Range lookups in SSIS
Recently someone posted to the SSIS Forums about performance of DTS and SSIS. They had found the performance of SSIS to be well below that of DTS and of other ETL tools. On investigation we found that the package was a fact load and that one of the tasks was a range lookup, i.e. given a set of ranges which one does a particular value fit. To achieve this the lookup component had been changed to perform a range lookup in the SQL. This is where the problem lies. In doing this only a partial cache is possible, meaning that only values that are retrieved cached, so a subsequent lookup with the same values results in a cache hit. However when the data is not very similar you end up with not many cache hits at all. As in the case where the values were monetary values.
The question followed was why does SSIS not support range lookups and the answer, which I have many times, is that there was a finite time and so the concentration was on building a framework that could have building blocks put on top to provide the required functionality, and for those building blocks to be easily created, some provided out of the box.

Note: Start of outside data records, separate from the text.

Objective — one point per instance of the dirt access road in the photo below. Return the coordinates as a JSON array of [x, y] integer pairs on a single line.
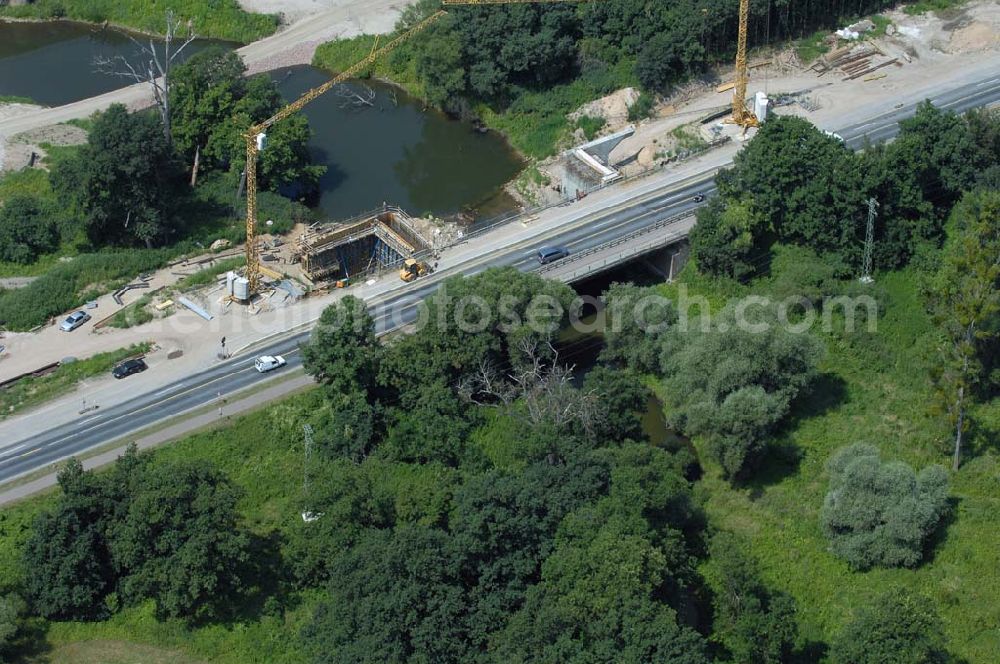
[[292, 45]]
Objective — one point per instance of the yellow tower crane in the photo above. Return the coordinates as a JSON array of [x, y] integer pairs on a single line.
[[255, 135], [742, 116], [255, 139]]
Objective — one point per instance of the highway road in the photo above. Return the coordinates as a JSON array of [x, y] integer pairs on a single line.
[[400, 308]]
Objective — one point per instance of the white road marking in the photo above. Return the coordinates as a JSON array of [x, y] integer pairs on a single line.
[[12, 450]]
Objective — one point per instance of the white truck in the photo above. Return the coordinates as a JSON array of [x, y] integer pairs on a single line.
[[266, 363]]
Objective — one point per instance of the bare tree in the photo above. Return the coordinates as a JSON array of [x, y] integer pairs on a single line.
[[153, 65], [354, 99], [543, 387]]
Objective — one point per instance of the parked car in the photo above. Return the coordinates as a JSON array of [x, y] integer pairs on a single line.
[[548, 255], [266, 363], [129, 367], [74, 321]]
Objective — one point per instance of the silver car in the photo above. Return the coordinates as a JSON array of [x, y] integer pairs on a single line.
[[74, 321]]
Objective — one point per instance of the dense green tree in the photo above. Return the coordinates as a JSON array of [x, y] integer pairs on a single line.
[[123, 180], [621, 400], [285, 161], [881, 514], [733, 384], [395, 597], [900, 627], [140, 531], [71, 568], [937, 146], [637, 319], [431, 426], [515, 45], [350, 426], [805, 187], [964, 299], [27, 229], [984, 128], [755, 625], [669, 57], [203, 92], [503, 526], [439, 64], [176, 540], [11, 609], [729, 239], [343, 353], [469, 321]]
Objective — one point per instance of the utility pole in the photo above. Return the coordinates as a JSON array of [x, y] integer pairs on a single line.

The is highlighted by the fact that within 10 minutes I had a range lookup working using a script component. I leveraged the power of lists in .Net and the ability to do a binary search on them. This is a very powerful feature and can be extended to perform custom matching of values i.e. to find which subnet and ipaddress belongs. I used the following as a starting point http://aspnet.4guysfromrolla.com/articles/110602-1.aspx.
So the script component,
- Generated the range data in the preexecute method (this would normally probably come from a file, database etc)
- Performed the lookup in the processInputRow method, and updated the buffer with the min value for the range
Doing this I was able to perform a search on 1,000,000 rows in 6 seconds
The code is below and is very simple. I used List(of X) as it doesn't require sorting, this is unlikely to be the fastest way but with the speed achieved not sure if you need any more.
' Microsoft SQL Server Integration Services user script component
' This is your new script component in Microsoft Visual Basic .NET
' ScriptMain is the entrypoint class for script components
Imports System
Imports System.Data
Imports System.Math
Imports Microsoft.SqlServer.Dts.Pipeline.Wrapper
Imports Microsoft.SqlServer.Dts.Runtime.Wrapper
Imports System.Collections.Generic
Public Class ScriptMain
Inherits UserComponent
Dim lookup As List(Of Decimal)
'Dim lookup() As Decimal
Dim lookupKey As List(Of Decimal)
Public Overrides Sub PreExecute()
MyBase.PreExecute()
lookup = New List(Of Decimal)(100)
'ReDim lookup(100)
Dim i As Integer
For i = 0 To 100
lookup.Add(100 * i)
'lookup(i) = 100 * i
Next
End Sub
Public Overrides Sub Input0_ProcessInputRow(ByVal Row As Input0Buffer)
'
' Add your code here
'
'Array.Sort(lookup)
'Dim itemIndex As Integer = Array.BinarySearch(lookup, Row.Value)
Dim itemIndex As Integer = lookup.BinarySearch(Row.Value)
Dim itemValue As Integer = 0
Try
itemValue = CInt(lookup.Item(-2 - itemIndex))
'itemValue = CInt(lookup(-2 - itemIndex))
Catch ex As Exception
End Try
'Range found
Row.Lookup = itemIndex '(CInt(lookup.Item(Abs(itemIndex)))
Row.range = itemValue
End Sub
End Class
End Sub
End Class
-